Le sommet du G5 – Mali, Niger, Burkina Faso, Tchad et Mauritanie – s'est terminé, ce lundi 6 février au soir. Principale décision de la rencontre : la mise sur pied effective d'une force G5.


Tous les chefs d'Etat des pays du G5 étaient présents ce lundi au sommet à Bamako. Le président en exercice de l'Union africaine, le Guinéen Alpha Condé, a également effectué le déplacement.

La principale mesure à retenir est la création d'une force conjointe au Sahel.
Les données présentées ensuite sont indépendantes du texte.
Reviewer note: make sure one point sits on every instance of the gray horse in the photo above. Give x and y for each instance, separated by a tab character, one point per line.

Les 5 pays membres du G5 vont fournir des troupes pour lutter contre le terrorisme dans la région.

Dans un premier temps, il y aura un format dénommé « Format 1 ». Il s'agira là de sécuriser les frontières entre les pays, de lutter non seulement contre le terrorisme, mais également contre le trafic de drogue.

Le nord du Mali en ligne de mire

Mais le nord du Mali est le coeur de la menace, a déclaré le président du Niger. C'est donc d'abord dans cette région que le G5 compte intervenir. Sur ce point, le président tchadien Idriss Déby a demandé aux pays européens d'aider les pays membres du G5 à s'équiper pour lutter contre le terrorisme. « Ça permettra d'avoir moins de victimes parmi les forces non africaines dans le nord du Mali » assure-t-il.

Le président mauritanien est également monté au créneau devant la presse. Pour lui, il faut à côté de la riposte militaire contre les terroristes lutter contre la pauvreté. Reste que la lenteur dans l'application de l'accord de paix d'Alger n'arrange pas les choses. « Oui, il y a des hauts et des bas », reconnaît le président malien Ibrahim Boubacar Keïta.